Sally Heaney obituary

Other lives: Academic and educator who set up a playbus to reach children in disadvantaged areas

My wife, Sally Heaney, who has died aged 79, championed the movement towards child-centred education in the 1960s and 70s. A respected academic and exceptional teacher, she developed a research project in conjunction with Keele University that investigated the value of child-centred teaching methods.

In 1975, while working in the education department of Chester College (now University of Chester), she established a playgroup there for disadvantaged children from the area. In order to enable children who could not get to the playgroup, she helped to transform an old double-decker bus into a playbus – so that the playgroup could travel to the children and be a mobile source of fun and pre-school learning. To help raise money for this project, Sally mobilised knitters from local neighbourhoods to create a giant Liverpool scarf. When it was finished it reached around Anfield – the knitters gathered at the stadium and held the scarf up; the event was covered by BBC News North West, as was the playbus.

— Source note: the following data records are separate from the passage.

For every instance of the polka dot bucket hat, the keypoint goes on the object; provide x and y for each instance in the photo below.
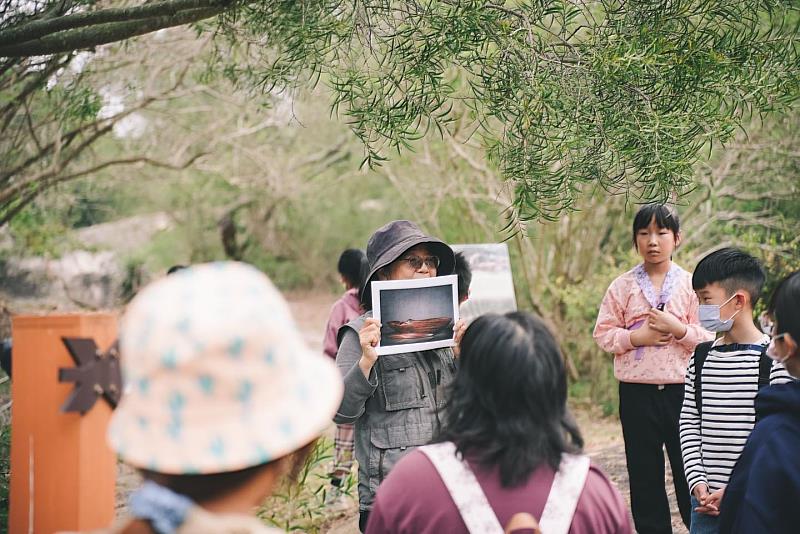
(217, 376)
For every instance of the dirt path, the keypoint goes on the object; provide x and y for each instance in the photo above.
(603, 436)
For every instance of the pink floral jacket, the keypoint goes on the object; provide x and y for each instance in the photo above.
(624, 308)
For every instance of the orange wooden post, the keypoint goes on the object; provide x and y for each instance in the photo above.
(63, 473)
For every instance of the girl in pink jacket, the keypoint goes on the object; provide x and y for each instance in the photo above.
(649, 320)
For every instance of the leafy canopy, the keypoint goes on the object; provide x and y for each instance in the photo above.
(564, 95)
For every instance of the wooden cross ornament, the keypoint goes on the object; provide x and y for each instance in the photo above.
(95, 373)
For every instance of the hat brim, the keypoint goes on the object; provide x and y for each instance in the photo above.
(439, 248)
(270, 425)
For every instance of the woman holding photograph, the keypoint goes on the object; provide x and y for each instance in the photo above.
(394, 400)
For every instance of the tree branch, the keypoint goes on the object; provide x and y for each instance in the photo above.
(90, 37)
(44, 27)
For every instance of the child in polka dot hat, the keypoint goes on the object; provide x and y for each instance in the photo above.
(221, 394)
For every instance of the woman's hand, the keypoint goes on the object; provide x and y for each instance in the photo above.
(458, 333)
(369, 336)
(666, 323)
(645, 336)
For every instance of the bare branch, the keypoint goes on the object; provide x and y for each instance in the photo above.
(106, 33)
(47, 26)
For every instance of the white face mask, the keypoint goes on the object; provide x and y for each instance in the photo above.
(710, 317)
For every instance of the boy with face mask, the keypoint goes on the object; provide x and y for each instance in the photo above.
(722, 379)
(764, 489)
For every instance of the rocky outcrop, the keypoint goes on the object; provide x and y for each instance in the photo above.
(79, 280)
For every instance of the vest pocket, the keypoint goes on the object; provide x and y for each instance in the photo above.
(402, 382)
(388, 445)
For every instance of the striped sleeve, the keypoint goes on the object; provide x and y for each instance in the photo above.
(690, 436)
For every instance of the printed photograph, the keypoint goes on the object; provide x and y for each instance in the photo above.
(415, 314)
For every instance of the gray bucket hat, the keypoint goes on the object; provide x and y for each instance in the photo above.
(390, 241)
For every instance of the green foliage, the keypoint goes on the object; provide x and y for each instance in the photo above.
(618, 95)
(299, 506)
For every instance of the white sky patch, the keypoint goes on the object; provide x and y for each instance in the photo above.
(133, 126)
(113, 103)
(80, 61)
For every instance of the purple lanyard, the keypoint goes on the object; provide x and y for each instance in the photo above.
(649, 292)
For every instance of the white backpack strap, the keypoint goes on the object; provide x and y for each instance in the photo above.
(463, 488)
(564, 494)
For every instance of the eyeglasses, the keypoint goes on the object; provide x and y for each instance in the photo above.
(416, 262)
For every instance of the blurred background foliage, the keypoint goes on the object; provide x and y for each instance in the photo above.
(269, 175)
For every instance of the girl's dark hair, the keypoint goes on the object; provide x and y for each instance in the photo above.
(353, 266)
(784, 306)
(209, 487)
(507, 405)
(665, 217)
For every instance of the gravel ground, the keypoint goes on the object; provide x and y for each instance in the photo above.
(603, 436)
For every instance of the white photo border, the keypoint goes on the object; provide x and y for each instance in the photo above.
(378, 286)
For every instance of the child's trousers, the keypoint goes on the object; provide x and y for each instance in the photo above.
(650, 417)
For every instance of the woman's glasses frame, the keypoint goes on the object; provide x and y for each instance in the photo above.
(416, 262)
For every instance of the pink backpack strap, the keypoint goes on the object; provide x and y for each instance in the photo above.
(474, 507)
(564, 494)
(464, 489)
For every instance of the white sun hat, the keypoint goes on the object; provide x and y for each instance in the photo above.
(217, 376)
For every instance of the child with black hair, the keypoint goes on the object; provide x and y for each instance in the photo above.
(723, 378)
(352, 267)
(764, 488)
(464, 274)
(649, 320)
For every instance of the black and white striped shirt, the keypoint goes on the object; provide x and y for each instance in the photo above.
(712, 443)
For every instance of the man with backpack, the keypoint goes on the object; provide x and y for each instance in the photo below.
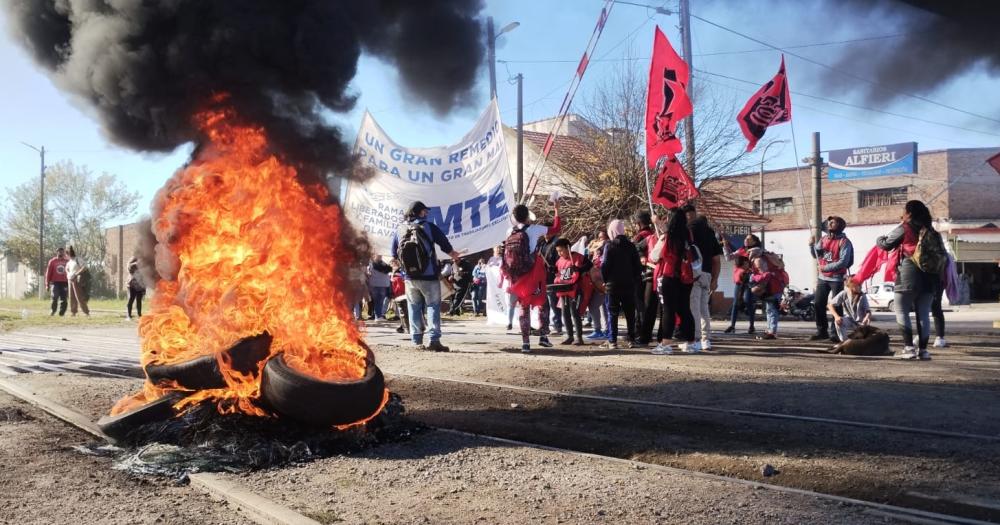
(835, 256)
(921, 258)
(413, 245)
(523, 266)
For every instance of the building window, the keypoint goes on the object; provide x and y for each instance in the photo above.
(882, 197)
(778, 206)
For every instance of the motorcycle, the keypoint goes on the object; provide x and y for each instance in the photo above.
(798, 303)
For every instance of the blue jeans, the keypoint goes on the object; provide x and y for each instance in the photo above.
(424, 296)
(906, 302)
(743, 296)
(478, 298)
(555, 311)
(771, 305)
(379, 297)
(511, 307)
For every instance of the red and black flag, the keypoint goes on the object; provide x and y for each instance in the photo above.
(770, 105)
(667, 101)
(674, 186)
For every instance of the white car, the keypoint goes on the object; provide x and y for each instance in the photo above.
(880, 297)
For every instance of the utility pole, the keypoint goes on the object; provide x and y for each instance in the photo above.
(41, 219)
(491, 50)
(763, 156)
(491, 56)
(520, 136)
(817, 167)
(685, 17)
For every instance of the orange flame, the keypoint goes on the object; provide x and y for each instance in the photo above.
(257, 252)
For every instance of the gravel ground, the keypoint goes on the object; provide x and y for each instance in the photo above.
(443, 478)
(45, 481)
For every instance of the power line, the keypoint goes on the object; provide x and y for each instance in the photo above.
(842, 72)
(602, 58)
(713, 53)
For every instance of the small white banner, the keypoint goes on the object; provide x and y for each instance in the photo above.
(466, 186)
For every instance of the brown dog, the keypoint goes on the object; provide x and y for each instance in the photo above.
(864, 340)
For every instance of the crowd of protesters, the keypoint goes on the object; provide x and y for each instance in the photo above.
(654, 272)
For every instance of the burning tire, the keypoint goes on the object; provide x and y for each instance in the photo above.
(203, 373)
(197, 374)
(119, 426)
(319, 402)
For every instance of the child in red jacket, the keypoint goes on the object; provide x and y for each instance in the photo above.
(397, 287)
(573, 286)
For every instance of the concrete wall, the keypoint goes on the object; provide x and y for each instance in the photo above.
(975, 193)
(121, 248)
(936, 170)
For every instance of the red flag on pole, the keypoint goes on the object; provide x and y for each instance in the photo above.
(673, 185)
(771, 104)
(995, 162)
(667, 101)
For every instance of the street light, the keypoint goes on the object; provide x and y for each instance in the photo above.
(41, 219)
(491, 44)
(763, 155)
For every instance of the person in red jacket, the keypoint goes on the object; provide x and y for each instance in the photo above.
(57, 282)
(674, 277)
(573, 278)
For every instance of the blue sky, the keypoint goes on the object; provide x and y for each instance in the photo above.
(552, 35)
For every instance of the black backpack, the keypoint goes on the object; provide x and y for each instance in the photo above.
(413, 252)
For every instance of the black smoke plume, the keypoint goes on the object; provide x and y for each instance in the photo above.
(148, 66)
(943, 40)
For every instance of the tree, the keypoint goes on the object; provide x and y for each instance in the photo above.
(615, 185)
(78, 205)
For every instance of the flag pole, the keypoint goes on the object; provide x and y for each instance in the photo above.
(645, 139)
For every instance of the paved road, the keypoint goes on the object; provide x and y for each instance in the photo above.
(115, 350)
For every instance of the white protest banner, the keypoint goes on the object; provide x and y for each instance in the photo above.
(466, 186)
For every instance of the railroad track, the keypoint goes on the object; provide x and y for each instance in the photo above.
(708, 409)
(264, 511)
(99, 356)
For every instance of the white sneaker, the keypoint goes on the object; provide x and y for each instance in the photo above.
(662, 349)
(690, 348)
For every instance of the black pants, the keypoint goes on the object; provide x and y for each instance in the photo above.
(555, 310)
(620, 302)
(404, 315)
(675, 299)
(936, 311)
(647, 305)
(60, 295)
(461, 291)
(572, 320)
(824, 289)
(135, 296)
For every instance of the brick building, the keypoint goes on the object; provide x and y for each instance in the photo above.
(122, 242)
(962, 189)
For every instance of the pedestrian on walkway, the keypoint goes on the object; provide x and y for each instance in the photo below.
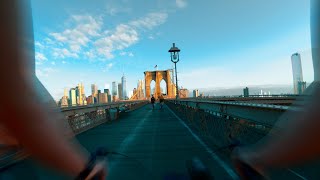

Born in Liverpool, Sally was the only daughter of Ida (nee Lawrence), a secondary school teacher and later deputy head, and John Hanlon, a joiner and cabinet-maker. Sally attended St John’s primary school in Ainsdale, then Southport high school for girls. She progressed to Keele University in 1960, where she graduated in 1964 with a BSc in biology and economics. We met there in 1963 and married in 1966. I also became a lecturer, in English at Staffordshire University.

Following her PhD at Keele, Sally taught at Meerbrook primary school (1965-66) and Kidsgrove high school in Staffordshire (1966-68), before joining Chester.

Sally was awarded her doctorate by Exeter University in 1997, by which time she was head of the PGCE she had founded and designed at Chester in 1987. She “retired” from Chester in 2003, and her last position was as a much-valued Open University tutor in Manchester and Liverpool, until 2016.

Sally made a great difference to many hundreds of lives. She was tirelessly patient, always generous with her time, and enabled children and students to achieve their very best. Kind, brave, fun-loving, creative and tenacious, Sally inspired all those she taught.

She is survived by me, our children, Anna and John, her brother, Lawrence, and two grandchildren, Alex and Ruby.